So a couple of weeks ago I watched this new documentary on Netflix called Not Quite Hollywood: The Wild, Untold Story of Ozploitation on their Instant Watch service (in HD mind you). It’s a great little documentary about B-Movies and the film industry in Australia. Before George Miller ever did Happy Feet he directed Mad Max in Australia, it just goes to show you that every body starts somewhere. In the documentary many notable Australian filmmakers were interviewed and one notable American Quentin Tarantino (when doesn’t he get interviewed about exploitation movies any more?). So I watched the Doc with pen and paper in hand and wrote down the titles of stuff that I found interesting. Then rushed to my Netflix queues and started adding everything that was available. The first one in the pipes was Dead End Drive-In, I can sum it up like this, Mad Max in a Drive-In. Yep that about does it.
It wasn’t terrible and it wasn’t great, it’s just kind of there. First there isn’t a lot of exposition to what’s going on. Basically it’s 1990 and the world has gone to hell in a hand basket. Wall Street crashed again sending the world into chaos. So in Australia they decided to lock up the undesirables in a concentration camp at a Drive-In and feed them movies, music videos and junk food 24/7. Sounds like the perfect life doesn’t it? Well Jimmy wants out. And quite honestly I’m not sure why Jimmy got in there in the first place actually. All he did was go to the Drive-In to catch a movie with his gal Carmen and then his tires get stolen and he’s there forever.
So that’s the basic premise. Jimmy then spends the next hour trying to survive the local thugs who all look like extras from an 80′s Billy Idol video. It has its charm, and a fair dose of nostalgia for anyone that remembers what MTV looked like in the late 80′s. Did they really need to play that Pat Benatar video over and over and over and over again?
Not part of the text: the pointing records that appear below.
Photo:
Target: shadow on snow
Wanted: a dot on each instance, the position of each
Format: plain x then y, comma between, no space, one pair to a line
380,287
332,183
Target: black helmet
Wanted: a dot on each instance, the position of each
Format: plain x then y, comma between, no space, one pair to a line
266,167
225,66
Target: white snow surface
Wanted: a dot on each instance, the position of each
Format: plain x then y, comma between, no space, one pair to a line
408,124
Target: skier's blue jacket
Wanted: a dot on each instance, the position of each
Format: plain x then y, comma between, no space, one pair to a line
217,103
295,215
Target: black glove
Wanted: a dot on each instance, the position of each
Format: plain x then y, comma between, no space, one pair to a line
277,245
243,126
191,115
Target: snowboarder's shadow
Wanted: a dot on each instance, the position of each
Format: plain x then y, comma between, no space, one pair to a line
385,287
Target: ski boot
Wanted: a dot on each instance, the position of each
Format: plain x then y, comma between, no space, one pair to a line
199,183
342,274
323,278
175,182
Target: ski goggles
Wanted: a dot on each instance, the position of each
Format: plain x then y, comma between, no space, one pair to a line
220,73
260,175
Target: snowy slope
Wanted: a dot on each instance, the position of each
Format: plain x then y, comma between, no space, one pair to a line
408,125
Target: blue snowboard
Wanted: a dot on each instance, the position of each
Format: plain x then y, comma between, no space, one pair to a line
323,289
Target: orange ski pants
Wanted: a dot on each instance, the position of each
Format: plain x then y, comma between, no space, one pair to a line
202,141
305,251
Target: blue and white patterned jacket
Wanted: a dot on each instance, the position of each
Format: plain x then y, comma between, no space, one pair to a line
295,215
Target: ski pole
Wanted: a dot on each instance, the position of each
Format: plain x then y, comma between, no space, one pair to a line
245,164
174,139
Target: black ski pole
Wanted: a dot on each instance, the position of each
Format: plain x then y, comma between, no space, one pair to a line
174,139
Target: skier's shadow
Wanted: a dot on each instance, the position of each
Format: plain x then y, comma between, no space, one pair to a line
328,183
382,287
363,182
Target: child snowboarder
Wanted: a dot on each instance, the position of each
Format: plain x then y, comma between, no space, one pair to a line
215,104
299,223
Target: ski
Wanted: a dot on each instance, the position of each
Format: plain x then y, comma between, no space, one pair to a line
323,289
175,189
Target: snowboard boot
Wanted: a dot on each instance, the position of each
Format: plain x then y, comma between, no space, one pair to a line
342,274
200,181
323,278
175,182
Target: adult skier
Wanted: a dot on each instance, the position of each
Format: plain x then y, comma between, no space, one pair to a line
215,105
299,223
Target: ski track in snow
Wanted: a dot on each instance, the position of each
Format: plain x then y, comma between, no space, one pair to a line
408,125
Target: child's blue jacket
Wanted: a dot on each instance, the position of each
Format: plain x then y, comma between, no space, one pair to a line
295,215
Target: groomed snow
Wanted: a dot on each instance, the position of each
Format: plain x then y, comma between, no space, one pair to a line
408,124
The movie would probably get a PG-13 rating today, it had a little bit of foul language and a couple of topless scenes but the violence and blood and gore was few and far between. Also in the documentary Tarantino talked about how Austrialians love their cars almost as much as American’s do and from this movie you can totally see that. Every body lives in their cars and the entire culture of the movie revolved around Jimmy and his brothers ’56 Chevy.
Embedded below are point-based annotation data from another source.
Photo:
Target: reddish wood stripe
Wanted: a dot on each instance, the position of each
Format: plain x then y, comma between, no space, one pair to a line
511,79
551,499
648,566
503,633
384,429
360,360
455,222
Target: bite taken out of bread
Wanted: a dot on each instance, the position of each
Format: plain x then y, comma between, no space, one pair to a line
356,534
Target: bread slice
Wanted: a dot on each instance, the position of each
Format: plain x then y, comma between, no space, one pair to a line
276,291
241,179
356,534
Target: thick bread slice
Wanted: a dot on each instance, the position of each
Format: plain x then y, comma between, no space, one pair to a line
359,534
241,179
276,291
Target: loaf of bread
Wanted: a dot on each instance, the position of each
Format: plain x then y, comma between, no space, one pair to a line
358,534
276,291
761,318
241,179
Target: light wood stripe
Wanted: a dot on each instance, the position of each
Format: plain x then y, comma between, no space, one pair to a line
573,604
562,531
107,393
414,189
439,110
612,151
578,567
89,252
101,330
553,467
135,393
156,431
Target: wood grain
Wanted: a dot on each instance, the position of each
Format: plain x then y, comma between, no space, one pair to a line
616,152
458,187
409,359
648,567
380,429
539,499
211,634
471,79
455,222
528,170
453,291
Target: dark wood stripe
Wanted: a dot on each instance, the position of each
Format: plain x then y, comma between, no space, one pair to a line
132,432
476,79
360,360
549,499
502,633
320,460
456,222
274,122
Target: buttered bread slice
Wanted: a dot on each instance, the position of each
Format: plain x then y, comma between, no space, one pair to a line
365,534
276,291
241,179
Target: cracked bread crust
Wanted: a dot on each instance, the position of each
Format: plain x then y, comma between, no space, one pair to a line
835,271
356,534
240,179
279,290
There was also a sub-plot that was put in there towards the end that dealt with racism and mass hysteria surrounding people blindly following the lead of a bunch of people that have no idea what they are talking about and are simply misinformed bigots. The sub-plot really doesn’t go anywhere and it’s not like Jimmy saves the day and frees everyone from the binds of ignorance and racism. At the end of the day Dead End Drive-In is a nostalgic piece of film history that has been forgotten! If you’re looking for a cheesy way to kill 1 hour and 27 minutes you could do a lot worse.